Il s’agit d’entreprises qui, au titre de l'exercice ou de la période d'imposition pour laquelle elles veulent bénéficier du statut spécifique, doivent, d'une part, employer moins de 250 personnes et, d'autre part, réaliser un chiffre d'affaires inférieur à 50 millions d’euros ou disposer d'un total de bilan inférieur à 40 millions d’euros.

A.– LES CONDITIONS D’OBTENTION DU STATUT DE JEI

Une entreprise peut solliciter le statut de JEI jusqu'à son huitième anniversaire et perd définitivement ce statut au cours de l'année de son huitième anniversaire.

L'entreprise doit avoir réalisé, à la clôture de chaque exercice, des dépenses de recherche représentant au moins 15 % des charges fiscalement déductibles au titre de ce même exercice. Ces dépenses de recherche sont calculées sur la base de celles retenues pour le crédit d'impôt recherche.

Pour pouvoir bénéficier du statut de JEI, l'entreprise doit être indépendante au sens de l'article 44 sexies du Code général des impôts. La condition de détention du capital doit être respectée tout au long de l'exercice au titre duquel l'entreprise concernée souhaite bénéficier du statut spécial.

Elle ne doit pas avoir été créée dans le cadre d'une concentration, d'une restructuration, d'une extension d'activité préexistante ou d'une reprise d'une telle activité.

B.– LES AVANTAGES LIÉS AU STATUT DE JEI

L'entreprise qualifiée de JEI est exonérée de cotisations sociales patronales pour les chercheurs, les techniciens, les gestionnaires de projet de recherche-développement, les juristes chargés de la protection industrielle et des accords de technologie liés au projet et les personnels chargés de tests pré-concurrentiels.

Cette exonération est également ouverte aux mandataires sociaux relevant du régime général de sécurité sociale. Cela concerne :

– les gérants minoritaires de sociétés à responsabilité limitée et de sociétés d'exercice libéral à responsabilité limitée ;

– les présidents directeurs généraux et directeurs généraux de sociétés anonymes ;

– les présidents et dirigeants de sociétés par actions simplifiées.

L'exonération totale de cotisations patronales de sécurité sociale ne peut se cumuler avec une autre mesure d'exonération de cotisations patronales ou avec une aide de l'État à l'emploi.

L'avantage fiscal consiste en une exonération totale des bénéfices pendant trois ans, suivie d'une exonération partielle de 50 % pendant deux ans.

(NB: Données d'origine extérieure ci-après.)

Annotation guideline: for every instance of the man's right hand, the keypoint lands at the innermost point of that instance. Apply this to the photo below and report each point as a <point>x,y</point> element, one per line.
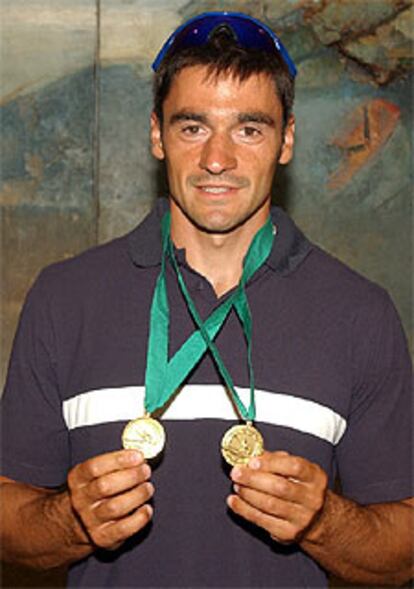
<point>109,493</point>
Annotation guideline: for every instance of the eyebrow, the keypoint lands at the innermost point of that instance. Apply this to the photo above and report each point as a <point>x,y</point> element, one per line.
<point>256,117</point>
<point>186,115</point>
<point>246,117</point>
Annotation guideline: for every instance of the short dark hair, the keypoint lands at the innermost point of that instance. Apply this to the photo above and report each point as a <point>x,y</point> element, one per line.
<point>223,54</point>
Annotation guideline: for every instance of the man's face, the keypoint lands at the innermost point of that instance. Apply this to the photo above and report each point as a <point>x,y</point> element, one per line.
<point>222,140</point>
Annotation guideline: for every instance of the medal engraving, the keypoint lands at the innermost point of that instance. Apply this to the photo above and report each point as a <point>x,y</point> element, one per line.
<point>144,434</point>
<point>240,443</point>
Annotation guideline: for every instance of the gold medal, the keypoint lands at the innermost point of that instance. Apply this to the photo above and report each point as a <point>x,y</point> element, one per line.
<point>144,434</point>
<point>240,443</point>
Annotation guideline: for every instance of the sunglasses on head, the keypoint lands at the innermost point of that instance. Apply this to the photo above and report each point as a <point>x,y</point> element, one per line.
<point>249,32</point>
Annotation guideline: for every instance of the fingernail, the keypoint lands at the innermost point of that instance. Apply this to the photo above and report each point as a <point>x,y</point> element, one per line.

L'entreprise bénéficie également d'une exonération totale d'imposition forfaitaire annuelle (IFA), tout au long de la période au titre de laquelle elle conserve le statut de JEI.

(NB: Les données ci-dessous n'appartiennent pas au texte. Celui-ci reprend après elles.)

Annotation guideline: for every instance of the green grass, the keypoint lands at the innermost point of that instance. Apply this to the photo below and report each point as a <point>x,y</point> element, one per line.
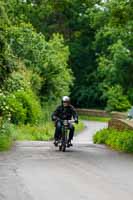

Comme pour le crédit d'impôt recherche, la Direction générale de la recherche et de l'innovation du ministère assure l'expertise scientifique pour les agréments au statut JEI, en particulier pour les entreprises qui demandent à bénéficier du « rescrit ».

Par ailleurs, sur délibération des collectivités territoriales, une entreprise qualifiée de jeune entreprise innovante peut bénéficier d'une exonération de la taxe foncière sur les propriétés bâties pendant 7 ans.

Il convient de noter que les aides fiscales accordées aux entreprises placées sous le régime de la JEI ne peuvent excéder le plafond des aides « de minimis » fixé par la Commission européenne, soit un montant de 200 000 euros à compter du 1er janvier 2007 par période de trente-six mois pour chaque entreprise.

C.– CES AVANTAGES PEUVENT SE COMBINER AVEC D'AUTRES RÉGIMES FISCAUX AVANTAGEUX

Il est possible de cumuler le crédit d'impôt recherche avec les exonérations d'impôt sur les bénéfices accordées aux JEI.

Le nombre d’entreprises bénéficiant du CIR devient ainsi très proche du nombre total d’entreprises ayant une activité de R&D en France telles qu’elles sont identifiées dans le cadre de l’enquête annuelle sur les dépenses de R&D du ministère.

Les réformes successives ont incité de très nombreuses petites et très petites entreprises à demander le CIR. La part en volume dont le taux a été augmenté représente une modalité de calcul simple et assure un montant de CIR fiable qui semble avoir paru plus attractif aux petites entreprises.

Il est donc presque certains que les JEI sont bénéficiaires du CIR.

Les « Jeunes Entreprises Innovantes » sont au nombre de 2780 environ en 2009, et elles ont bénéficié de 150 millions d’euros d'exonérations de cotisations patronales de sécurité sociale.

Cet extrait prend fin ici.